Honestly...The Truth Hurts

Sometimes the truth hurts. I am fortunate to have friends who speak their minds. My friends are honest and sometimes blunt, but it's usually necessary.

There has been a lot on my mind lately.

It's really hard to face the facts and notice the negative when, for so long, you've fought for the positive. When the red flags are raised, it's time to take a step back and read the fine print. That stupid fine print is the part that always gets you in trouble. It's the secret that someone has kept from you, it's the lie someone has told you, it's the ugly truth that lies beneath the perfections. Sometimes I wish I could just mark out the fine print and pretend it didn't exist. But as we all know, a time comes when those tiny little words at the bottom of the page determine the outcome.

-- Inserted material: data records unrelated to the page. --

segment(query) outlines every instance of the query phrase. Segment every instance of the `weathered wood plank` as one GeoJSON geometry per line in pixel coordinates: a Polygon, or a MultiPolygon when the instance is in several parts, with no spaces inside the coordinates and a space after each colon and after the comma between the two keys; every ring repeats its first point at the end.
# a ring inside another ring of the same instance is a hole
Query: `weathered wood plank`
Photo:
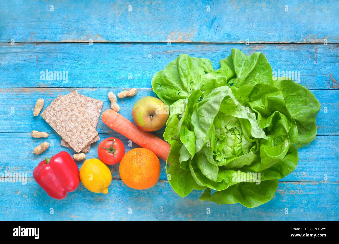
{"type": "Polygon", "coordinates": [[[2,3],[1,42],[339,41],[337,1],[5,0],[2,3]]]}
{"type": "Polygon", "coordinates": [[[219,61],[237,48],[247,54],[263,52],[274,71],[293,72],[297,76],[294,79],[307,88],[338,89],[338,46],[0,43],[0,82],[4,87],[151,88],[154,74],[180,54],[208,58],[216,69],[219,61]],[[40,72],[46,69],[64,72],[64,80],[40,79],[40,72]]]}
{"type": "MultiPolygon", "coordinates": [[[[77,90],[80,94],[104,102],[102,112],[110,109],[107,97],[112,91],[115,94],[123,90],[121,88],[0,88],[0,132],[30,132],[33,130],[53,132],[54,130],[41,116],[33,116],[37,100],[43,98],[44,109],[59,95],[64,95],[77,90]]],[[[339,90],[311,90],[319,100],[321,108],[317,118],[317,135],[339,135],[339,90]]],[[[145,96],[156,96],[150,89],[138,89],[136,95],[122,99],[118,98],[119,112],[133,121],[131,113],[134,103],[145,96]]],[[[110,133],[112,130],[99,119],[97,129],[100,133],[110,133]]],[[[164,129],[157,133],[163,132],[164,129]]]]}
{"type": "Polygon", "coordinates": [[[138,191],[115,180],[106,195],[91,192],[81,184],[61,200],[50,198],[33,179],[26,185],[6,182],[1,186],[1,220],[339,219],[336,211],[339,208],[338,183],[280,182],[273,199],[254,209],[239,204],[201,203],[198,200],[200,191],[181,198],[165,181],[150,189],[138,191]],[[206,214],[207,208],[210,214],[206,214]]]}
{"type": "MultiPolygon", "coordinates": [[[[101,140],[112,136],[121,140],[125,145],[126,152],[139,146],[133,143],[128,146],[128,139],[118,134],[100,134],[100,140],[92,145],[86,158],[98,158],[98,146],[101,140]]],[[[162,137],[161,135],[158,135],[162,137]]],[[[59,135],[51,134],[47,138],[35,139],[28,133],[0,133],[0,172],[5,170],[11,173],[27,173],[27,177],[33,177],[33,170],[39,162],[46,157],[51,156],[60,151],[65,150],[73,155],[73,150],[60,145],[61,138],[59,135]],[[47,150],[39,155],[29,152],[43,142],[51,146],[47,150]]],[[[339,179],[338,170],[339,162],[339,137],[317,136],[310,145],[299,149],[299,162],[295,170],[282,180],[284,181],[337,181],[339,179]]],[[[167,179],[164,170],[165,162],[161,164],[161,179],[167,179]]],[[[80,167],[82,163],[78,163],[80,167]]],[[[119,165],[109,166],[112,177],[120,179],[119,165]]]]}

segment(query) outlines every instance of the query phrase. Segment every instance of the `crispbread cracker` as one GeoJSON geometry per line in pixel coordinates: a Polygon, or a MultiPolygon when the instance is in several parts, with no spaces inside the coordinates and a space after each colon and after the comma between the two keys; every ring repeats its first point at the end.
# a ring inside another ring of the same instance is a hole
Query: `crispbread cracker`
{"type": "MultiPolygon", "coordinates": [[[[92,98],[92,97],[86,97],[83,95],[80,94],[79,95],[80,97],[80,100],[83,103],[85,107],[86,107],[87,113],[91,116],[91,119],[92,120],[93,126],[95,128],[96,128],[103,102],[92,98]]],[[[89,151],[89,149],[91,148],[91,144],[99,141],[100,139],[100,138],[99,137],[99,135],[97,136],[91,141],[89,144],[87,145],[81,150],[81,151],[83,152],[88,152],[89,151]]],[[[66,147],[71,147],[68,143],[66,142],[63,139],[61,140],[61,145],[66,147]]]]}
{"type": "Polygon", "coordinates": [[[41,116],[77,152],[98,135],[76,91],[58,97],[41,116]]]}

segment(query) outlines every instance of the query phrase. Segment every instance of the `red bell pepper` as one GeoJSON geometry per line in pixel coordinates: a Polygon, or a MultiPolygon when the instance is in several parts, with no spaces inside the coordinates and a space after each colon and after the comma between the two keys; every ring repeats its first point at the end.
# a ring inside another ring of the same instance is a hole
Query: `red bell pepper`
{"type": "Polygon", "coordinates": [[[33,171],[34,179],[51,197],[63,199],[80,182],[79,169],[71,155],[63,151],[40,162],[33,171]]]}

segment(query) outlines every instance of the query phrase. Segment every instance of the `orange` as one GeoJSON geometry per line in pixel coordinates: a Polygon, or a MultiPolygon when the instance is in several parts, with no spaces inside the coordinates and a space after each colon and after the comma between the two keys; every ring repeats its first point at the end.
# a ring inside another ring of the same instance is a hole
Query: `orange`
{"type": "Polygon", "coordinates": [[[125,154],[119,166],[124,183],[134,189],[153,187],[159,180],[160,162],[154,152],[146,148],[134,148],[125,154]]]}

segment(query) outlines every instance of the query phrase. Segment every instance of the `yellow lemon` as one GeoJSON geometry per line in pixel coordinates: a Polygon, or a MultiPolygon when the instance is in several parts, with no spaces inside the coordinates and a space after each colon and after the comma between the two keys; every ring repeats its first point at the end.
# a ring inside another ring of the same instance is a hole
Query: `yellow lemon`
{"type": "Polygon", "coordinates": [[[112,181],[108,167],[100,160],[91,158],[85,160],[80,169],[80,179],[85,187],[93,192],[108,193],[112,181]]]}

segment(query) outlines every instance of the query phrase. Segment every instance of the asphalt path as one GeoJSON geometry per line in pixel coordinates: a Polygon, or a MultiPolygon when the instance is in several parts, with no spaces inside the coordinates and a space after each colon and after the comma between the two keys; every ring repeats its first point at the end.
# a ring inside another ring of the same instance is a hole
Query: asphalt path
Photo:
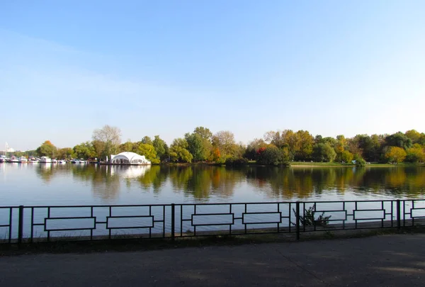
{"type": "Polygon", "coordinates": [[[425,235],[0,257],[1,286],[424,286],[425,235]]]}

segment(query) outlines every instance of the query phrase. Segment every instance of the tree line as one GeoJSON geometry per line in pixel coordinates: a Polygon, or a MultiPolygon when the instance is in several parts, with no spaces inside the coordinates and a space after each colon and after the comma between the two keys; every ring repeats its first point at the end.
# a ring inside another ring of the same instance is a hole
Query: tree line
{"type": "Polygon", "coordinates": [[[351,163],[424,162],[425,134],[415,130],[392,135],[357,135],[351,138],[313,136],[307,130],[269,131],[247,145],[236,142],[228,130],[212,133],[197,127],[192,133],[174,139],[170,146],[159,135],[144,136],[137,142],[121,142],[117,127],[105,125],[94,131],[92,140],[74,147],[57,148],[49,140],[35,151],[38,156],[56,158],[105,159],[110,154],[134,152],[144,155],[154,164],[173,162],[214,162],[244,164],[256,161],[261,164],[281,165],[295,162],[351,163]]]}

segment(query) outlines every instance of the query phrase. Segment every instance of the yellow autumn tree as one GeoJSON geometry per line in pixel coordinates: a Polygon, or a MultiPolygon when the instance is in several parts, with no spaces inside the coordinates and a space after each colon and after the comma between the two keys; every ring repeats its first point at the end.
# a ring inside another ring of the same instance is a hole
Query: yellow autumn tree
{"type": "Polygon", "coordinates": [[[385,153],[388,162],[402,162],[406,158],[406,151],[402,147],[390,147],[385,153]]]}

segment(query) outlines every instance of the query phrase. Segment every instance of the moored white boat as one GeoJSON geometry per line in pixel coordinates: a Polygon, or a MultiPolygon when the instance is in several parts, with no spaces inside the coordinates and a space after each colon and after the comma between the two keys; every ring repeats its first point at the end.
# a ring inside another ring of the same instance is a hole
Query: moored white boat
{"type": "Polygon", "coordinates": [[[52,163],[52,159],[49,157],[41,157],[40,162],[42,164],[50,164],[52,163]]]}
{"type": "Polygon", "coordinates": [[[21,157],[18,160],[21,164],[26,164],[27,162],[28,162],[28,160],[25,157],[21,157]]]}
{"type": "Polygon", "coordinates": [[[9,162],[19,162],[19,157],[12,156],[9,162]]]}

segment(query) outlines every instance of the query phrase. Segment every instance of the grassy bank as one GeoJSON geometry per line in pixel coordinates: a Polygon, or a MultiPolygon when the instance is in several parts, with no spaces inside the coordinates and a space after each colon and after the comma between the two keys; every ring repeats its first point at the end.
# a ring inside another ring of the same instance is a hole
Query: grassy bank
{"type": "MultiPolygon", "coordinates": [[[[341,164],[339,162],[292,162],[290,163],[291,167],[356,167],[356,164],[341,164]]],[[[397,164],[376,164],[372,163],[366,164],[366,167],[425,167],[425,164],[411,164],[401,162],[397,164]]]]}
{"type": "MultiPolygon", "coordinates": [[[[212,165],[212,166],[224,166],[225,164],[217,164],[215,162],[163,162],[159,164],[162,165],[169,165],[172,167],[188,167],[193,165],[212,165]]],[[[260,164],[255,161],[249,161],[244,166],[246,167],[265,167],[264,164],[260,164]]],[[[339,162],[291,162],[291,167],[356,167],[356,164],[341,164],[339,162]]],[[[377,164],[377,163],[371,163],[366,164],[366,167],[425,167],[425,163],[405,163],[401,162],[397,164],[377,164]]]]}

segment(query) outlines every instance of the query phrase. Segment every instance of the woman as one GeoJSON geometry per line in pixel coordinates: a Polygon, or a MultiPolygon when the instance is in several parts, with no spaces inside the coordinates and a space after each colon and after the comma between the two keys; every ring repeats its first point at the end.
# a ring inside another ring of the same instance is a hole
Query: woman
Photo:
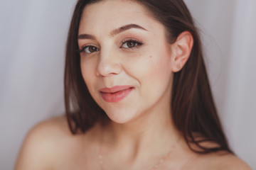
{"type": "Polygon", "coordinates": [[[36,126],[16,169],[250,169],[228,147],[183,1],[79,0],[65,100],[68,121],[36,126]]]}

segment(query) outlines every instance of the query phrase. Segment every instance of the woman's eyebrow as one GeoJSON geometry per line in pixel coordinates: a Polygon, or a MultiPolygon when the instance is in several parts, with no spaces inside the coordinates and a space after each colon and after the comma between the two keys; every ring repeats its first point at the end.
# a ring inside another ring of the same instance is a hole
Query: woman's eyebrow
{"type": "MultiPolygon", "coordinates": [[[[119,34],[119,33],[121,33],[122,32],[124,32],[125,30],[129,30],[129,29],[132,29],[132,28],[137,28],[137,29],[141,29],[141,30],[147,30],[139,25],[137,25],[137,24],[128,24],[128,25],[125,25],[124,26],[122,26],[119,28],[117,28],[117,29],[114,29],[113,30],[112,30],[110,32],[110,35],[112,37],[119,34]]],[[[80,34],[78,35],[78,39],[90,39],[90,40],[96,40],[96,38],[92,35],[90,35],[90,34],[80,34]]]]}
{"type": "Polygon", "coordinates": [[[116,35],[117,34],[121,33],[122,32],[124,32],[124,31],[131,29],[131,28],[138,28],[138,29],[141,29],[141,30],[147,31],[147,30],[146,28],[144,28],[143,27],[142,27],[139,25],[132,23],[132,24],[125,25],[117,29],[114,29],[114,30],[112,30],[110,32],[110,35],[113,37],[113,36],[116,35]]]}

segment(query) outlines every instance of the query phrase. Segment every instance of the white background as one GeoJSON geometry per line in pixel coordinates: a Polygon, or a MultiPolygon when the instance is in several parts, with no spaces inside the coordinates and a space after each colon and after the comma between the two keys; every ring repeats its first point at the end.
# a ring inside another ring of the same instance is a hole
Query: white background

Life is hard. I don't think it would be good if it was easy. If everything was handed to you, the perfect job; the perfect husband; the perfect family; the perfect everything, life wouldn't have the surprises, the romance, or the thrills. Granted, we wouldn't have the heartbreak, the sadness, or the fear, but LIFE itself would lose its glamour.

I've never had it "easy". I'm thankful that I've never had it "hard" either. But I've always had to work for what I wanted. I'm grateful for my parents because that is the woman they raised me to be. I don't believe in gliding through life. I am not the kind of girl who wants a boy to buy me everything. I don't expect to receive anything. I know I will get what I want because I will work until I do.

That being said, I'm not much of a decision maker. I always fear that I will make the wrong choice and regret it. I'm afraid to hurt someone else in the process. I don't want to look back and wonder "what if". I have several decisions to make in the near future. None of them are easy, and all of them will affect my life in many ways. All I can do is pray that the decisions I make are the right ones.

For those of you that are still reading, you're either really bored and have nothing better to do or you're a good friend. Either way, I never turn down advice. Like I said, my friends are honest with me and it makes my decisions a little more clear.